California Penal Code Section 1203.4 mandates that if a defendant is convicted and sentenced solely to probation, and then the defendant successfully completes that probation, "the court shall set aside the verdict of guilty; and . . . the court shall thereupon dismiss the accusations or information against the defendant."
Without the insurance fraud conviction being taken into account, the petitioner would have been entitled to a Category One classification and a correspondingly shorter sentencing guideline range. In response to the petitioner's request that the insurance fraud conviction be dismissed from the criminal history computation, the Court responded, "If it were expunged, I would dismiss it. Is it expunged?" (Sent. Tr. at 49.) The petitioner's counsel responded, "[The California statute] speaks to dismissal. It does not speak to expungement." (Sent. Tr. at 51.) Consequently, the Court refused to dismiss the insurance fraud conviction and found that Anderson's prior convictions merited a Category Two classification. On March 18, 2005, thirty-eight days after the petitioner was sentenced, the California state court, pursuant to California Penal Code § 1203.4, set aside the petitioner's insurance fraud conviction and dismissed the information against him. On May 11, 2006, the petitioner moved to have his sentence reduced in light of the California court's dismissal of his prior conviction [docket entry no. 226].

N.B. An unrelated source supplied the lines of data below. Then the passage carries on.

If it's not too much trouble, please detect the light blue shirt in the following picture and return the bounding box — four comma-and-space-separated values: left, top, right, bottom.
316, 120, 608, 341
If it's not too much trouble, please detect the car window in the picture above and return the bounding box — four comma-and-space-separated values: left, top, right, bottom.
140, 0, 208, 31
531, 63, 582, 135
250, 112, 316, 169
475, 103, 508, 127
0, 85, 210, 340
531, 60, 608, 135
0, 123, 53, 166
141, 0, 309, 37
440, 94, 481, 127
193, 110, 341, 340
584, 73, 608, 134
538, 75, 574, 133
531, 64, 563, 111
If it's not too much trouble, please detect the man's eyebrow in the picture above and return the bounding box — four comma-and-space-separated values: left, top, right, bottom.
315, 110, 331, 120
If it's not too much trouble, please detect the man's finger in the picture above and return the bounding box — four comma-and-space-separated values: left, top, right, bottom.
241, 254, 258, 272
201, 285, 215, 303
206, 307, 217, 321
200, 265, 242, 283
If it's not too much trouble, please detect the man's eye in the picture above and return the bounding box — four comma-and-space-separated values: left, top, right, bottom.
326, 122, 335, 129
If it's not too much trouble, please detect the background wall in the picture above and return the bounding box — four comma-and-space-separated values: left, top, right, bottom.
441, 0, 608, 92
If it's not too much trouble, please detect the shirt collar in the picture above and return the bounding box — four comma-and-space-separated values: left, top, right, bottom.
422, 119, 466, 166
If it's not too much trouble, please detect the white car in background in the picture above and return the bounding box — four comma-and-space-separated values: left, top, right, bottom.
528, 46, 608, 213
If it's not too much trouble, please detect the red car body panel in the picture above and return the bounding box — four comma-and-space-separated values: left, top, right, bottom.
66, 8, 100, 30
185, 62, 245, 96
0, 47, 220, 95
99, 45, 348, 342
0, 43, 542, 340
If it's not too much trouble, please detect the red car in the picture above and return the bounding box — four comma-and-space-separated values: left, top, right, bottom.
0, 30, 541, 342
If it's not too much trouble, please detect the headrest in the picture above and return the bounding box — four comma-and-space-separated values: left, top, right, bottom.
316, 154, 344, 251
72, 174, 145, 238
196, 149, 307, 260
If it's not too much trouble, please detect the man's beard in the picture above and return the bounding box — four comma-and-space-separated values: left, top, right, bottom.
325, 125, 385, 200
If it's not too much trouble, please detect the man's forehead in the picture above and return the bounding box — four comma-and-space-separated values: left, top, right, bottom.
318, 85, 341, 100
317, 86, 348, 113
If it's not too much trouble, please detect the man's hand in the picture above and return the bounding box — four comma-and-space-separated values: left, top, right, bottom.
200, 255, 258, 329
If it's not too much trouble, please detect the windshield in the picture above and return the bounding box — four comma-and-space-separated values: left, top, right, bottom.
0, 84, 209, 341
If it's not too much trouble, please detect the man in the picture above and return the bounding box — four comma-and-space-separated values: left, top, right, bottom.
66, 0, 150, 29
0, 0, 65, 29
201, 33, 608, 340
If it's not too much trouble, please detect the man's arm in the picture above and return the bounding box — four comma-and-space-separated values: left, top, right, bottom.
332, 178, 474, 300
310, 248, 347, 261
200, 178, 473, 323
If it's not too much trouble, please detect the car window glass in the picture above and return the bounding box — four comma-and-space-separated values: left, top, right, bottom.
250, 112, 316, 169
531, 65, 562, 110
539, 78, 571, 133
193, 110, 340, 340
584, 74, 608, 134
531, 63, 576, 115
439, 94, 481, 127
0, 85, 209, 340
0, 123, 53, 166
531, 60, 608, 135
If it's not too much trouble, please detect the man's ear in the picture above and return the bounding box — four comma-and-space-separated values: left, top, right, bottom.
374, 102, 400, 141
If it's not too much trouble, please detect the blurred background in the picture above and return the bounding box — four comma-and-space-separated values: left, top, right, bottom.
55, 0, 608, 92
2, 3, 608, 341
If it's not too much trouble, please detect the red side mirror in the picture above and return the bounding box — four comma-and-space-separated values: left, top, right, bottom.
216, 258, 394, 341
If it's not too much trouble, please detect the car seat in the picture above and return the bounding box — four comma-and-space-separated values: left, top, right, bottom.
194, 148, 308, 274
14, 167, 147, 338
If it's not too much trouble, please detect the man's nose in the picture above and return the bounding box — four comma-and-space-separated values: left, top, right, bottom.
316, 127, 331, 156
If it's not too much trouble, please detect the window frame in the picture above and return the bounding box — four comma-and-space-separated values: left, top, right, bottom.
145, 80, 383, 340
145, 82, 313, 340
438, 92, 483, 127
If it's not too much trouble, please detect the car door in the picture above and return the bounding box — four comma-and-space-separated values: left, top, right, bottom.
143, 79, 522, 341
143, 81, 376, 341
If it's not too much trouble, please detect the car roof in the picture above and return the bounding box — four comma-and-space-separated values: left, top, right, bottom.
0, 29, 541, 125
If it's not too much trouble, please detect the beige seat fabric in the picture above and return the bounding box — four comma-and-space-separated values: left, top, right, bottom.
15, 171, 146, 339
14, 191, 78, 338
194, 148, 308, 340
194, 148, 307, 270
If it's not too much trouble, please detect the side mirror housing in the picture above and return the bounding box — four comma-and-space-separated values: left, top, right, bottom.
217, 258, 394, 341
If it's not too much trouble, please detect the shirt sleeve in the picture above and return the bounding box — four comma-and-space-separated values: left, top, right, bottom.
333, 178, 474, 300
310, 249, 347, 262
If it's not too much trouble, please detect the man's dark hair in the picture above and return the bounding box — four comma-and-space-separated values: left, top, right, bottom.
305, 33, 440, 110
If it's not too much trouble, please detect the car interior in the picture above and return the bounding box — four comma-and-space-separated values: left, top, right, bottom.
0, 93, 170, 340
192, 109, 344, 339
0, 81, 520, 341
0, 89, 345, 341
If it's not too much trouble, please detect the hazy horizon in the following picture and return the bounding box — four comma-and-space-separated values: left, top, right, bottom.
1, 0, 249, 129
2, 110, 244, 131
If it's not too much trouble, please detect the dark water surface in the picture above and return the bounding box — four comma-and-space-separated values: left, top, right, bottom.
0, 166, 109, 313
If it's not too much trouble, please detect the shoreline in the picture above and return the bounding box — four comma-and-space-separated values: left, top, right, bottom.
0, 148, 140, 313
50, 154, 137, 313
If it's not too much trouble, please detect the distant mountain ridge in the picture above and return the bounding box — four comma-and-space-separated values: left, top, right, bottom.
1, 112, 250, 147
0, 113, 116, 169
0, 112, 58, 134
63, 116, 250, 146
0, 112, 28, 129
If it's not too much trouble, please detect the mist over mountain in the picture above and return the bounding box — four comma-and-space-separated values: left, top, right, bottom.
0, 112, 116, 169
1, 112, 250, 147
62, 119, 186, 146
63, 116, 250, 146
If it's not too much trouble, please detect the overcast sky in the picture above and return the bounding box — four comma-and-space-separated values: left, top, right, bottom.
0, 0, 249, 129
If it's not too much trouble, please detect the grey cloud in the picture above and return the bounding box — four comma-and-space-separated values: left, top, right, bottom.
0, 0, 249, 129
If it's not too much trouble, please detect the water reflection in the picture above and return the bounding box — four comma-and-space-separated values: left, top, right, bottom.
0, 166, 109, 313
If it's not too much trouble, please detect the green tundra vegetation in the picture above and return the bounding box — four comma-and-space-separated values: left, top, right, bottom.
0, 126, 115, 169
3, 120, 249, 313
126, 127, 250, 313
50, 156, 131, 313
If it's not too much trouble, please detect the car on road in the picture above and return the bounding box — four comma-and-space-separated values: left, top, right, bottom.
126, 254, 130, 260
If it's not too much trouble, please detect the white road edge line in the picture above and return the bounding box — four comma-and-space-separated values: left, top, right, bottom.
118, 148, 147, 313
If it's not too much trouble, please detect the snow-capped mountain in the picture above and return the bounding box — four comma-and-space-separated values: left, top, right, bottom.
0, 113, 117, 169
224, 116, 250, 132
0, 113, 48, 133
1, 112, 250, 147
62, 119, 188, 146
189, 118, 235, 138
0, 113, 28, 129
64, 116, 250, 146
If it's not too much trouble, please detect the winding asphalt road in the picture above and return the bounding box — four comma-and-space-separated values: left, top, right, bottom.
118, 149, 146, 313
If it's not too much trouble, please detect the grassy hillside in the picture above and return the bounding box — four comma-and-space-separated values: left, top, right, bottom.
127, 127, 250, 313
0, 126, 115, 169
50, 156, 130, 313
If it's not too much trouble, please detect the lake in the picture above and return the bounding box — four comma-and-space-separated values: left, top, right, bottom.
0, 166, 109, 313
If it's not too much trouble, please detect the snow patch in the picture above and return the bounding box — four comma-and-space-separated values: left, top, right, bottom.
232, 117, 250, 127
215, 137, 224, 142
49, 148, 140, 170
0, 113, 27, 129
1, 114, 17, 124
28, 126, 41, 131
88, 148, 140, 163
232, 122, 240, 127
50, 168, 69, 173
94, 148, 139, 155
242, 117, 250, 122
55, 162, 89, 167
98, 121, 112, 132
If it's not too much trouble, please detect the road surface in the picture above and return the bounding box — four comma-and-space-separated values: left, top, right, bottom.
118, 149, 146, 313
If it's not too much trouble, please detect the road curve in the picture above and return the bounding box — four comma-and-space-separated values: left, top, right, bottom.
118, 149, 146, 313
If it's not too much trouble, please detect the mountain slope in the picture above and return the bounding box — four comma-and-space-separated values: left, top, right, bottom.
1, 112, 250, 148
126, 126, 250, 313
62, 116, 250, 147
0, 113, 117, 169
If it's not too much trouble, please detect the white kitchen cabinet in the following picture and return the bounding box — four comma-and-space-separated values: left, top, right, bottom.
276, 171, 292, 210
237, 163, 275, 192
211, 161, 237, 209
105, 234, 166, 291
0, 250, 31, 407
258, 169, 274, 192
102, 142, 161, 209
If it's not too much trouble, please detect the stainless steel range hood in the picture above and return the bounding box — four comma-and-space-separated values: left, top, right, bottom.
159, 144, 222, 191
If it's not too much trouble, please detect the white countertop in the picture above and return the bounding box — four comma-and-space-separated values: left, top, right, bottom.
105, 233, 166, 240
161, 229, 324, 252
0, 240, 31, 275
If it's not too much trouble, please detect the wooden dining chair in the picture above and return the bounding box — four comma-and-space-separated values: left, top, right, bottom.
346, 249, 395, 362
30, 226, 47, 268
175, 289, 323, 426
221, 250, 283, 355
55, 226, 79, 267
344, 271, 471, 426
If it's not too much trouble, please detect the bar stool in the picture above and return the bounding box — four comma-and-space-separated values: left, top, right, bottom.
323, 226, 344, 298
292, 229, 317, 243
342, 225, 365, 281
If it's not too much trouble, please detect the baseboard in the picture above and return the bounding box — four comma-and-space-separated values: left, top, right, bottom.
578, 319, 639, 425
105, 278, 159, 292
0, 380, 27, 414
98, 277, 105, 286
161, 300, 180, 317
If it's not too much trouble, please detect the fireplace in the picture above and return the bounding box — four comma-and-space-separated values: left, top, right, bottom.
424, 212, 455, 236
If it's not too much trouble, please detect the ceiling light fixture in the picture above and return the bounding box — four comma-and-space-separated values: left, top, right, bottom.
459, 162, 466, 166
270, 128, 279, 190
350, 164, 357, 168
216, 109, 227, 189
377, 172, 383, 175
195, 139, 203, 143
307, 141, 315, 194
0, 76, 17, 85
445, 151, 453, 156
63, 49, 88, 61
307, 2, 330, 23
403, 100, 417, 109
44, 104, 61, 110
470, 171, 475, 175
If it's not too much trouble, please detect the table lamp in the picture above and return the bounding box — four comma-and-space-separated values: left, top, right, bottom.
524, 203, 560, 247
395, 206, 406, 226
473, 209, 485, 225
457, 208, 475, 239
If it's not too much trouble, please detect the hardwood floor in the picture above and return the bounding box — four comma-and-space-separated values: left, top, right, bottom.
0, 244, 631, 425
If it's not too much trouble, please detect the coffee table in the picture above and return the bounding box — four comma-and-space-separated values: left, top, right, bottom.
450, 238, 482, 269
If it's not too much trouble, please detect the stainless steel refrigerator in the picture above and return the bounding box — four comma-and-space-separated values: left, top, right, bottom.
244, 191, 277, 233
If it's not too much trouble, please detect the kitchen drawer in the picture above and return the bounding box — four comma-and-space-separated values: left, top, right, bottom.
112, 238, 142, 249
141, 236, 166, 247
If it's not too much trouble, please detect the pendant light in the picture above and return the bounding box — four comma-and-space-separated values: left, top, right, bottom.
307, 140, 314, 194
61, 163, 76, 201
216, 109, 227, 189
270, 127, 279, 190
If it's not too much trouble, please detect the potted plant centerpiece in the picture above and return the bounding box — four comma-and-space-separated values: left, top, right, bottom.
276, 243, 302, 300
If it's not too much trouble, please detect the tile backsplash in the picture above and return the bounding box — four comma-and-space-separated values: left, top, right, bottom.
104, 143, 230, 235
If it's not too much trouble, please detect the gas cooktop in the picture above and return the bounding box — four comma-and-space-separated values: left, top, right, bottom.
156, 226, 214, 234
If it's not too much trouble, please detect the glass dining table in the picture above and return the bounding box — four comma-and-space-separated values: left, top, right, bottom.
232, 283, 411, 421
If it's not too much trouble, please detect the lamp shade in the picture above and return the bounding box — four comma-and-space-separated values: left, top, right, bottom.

Without the insurance fraud conviction being considered in the criminal history computation, the defendant's sentencing guideline range would have been between twenty-seven and thirty-three months rather than thirty and thirty-seven months.
See supra n. 1.
The commentary to United States Sentencing Guidelines Section 4A1.2 states, "A number of jurisdictions have various procedures pursuant to which previous convictions may be set aside or the defendant may be pardoned by reasons unrelated to innocence or errors of law. . . . Sentences resulting from such convictions are to be counted. However, expunged convictions are not counted." U.S. SENTENCING GUIDELINES MANUAL § 4A1.2, cmt. n. 11. As previously noted, the California court set aside and dismissed the petitioner's conviction as a unique function of California law. The conviction was not expunged, nor was there a finding of innocence or an error of law; rather, the petitioner's insurance fraud conviction was set aside simply because the petitioner completed his probation without committing any other offense in California. As such, the Court was correct when it included the petitioner's insurance fraud conviction in the criminal history calculation. See United States v. Hayden, 255 F.3d 768, 774 (9th Cir. 2001) (holding that Cal. Penal Code § 1203.4 does not "expunge" a criminal conviction for federal sentencing purposes), quoted in United States v. Myers, 2001 WL 815591, *2 (E.D. La. July 19, 2001). Moreover, the petitioner cites no legal precedent that authorizes the Court to reduce a lawfully imposed sentence. Thus, the petitioner is not entitled to a reduction of his sentence.
CONCLUSION
Since the petitioner admitted to knowing that the laundered funds were derived from the illegal sale of narcotics, the sentencing court correctly applied a Section 2S1.1(b)(1)'s six-level enhancement. As such, the petitioner's habeas petition must be dismissed with prejudice. Because the petitioner's prior California conviction was set aside and not expunged, it was properly included in the petitioner's criminal history computation. Accordingly,
IT IS HEREBY ORDERED that the petitioner's Motion to Vacate [ criminal docket entry no. 216; civil docket entry no. 1] is DISMISSED WITH PREJUDICE.
IT IS FURTHER ORDERED that the petitioner's Motion to Correct or Reduce Sentence [ docket entry no. 226] is DENIED.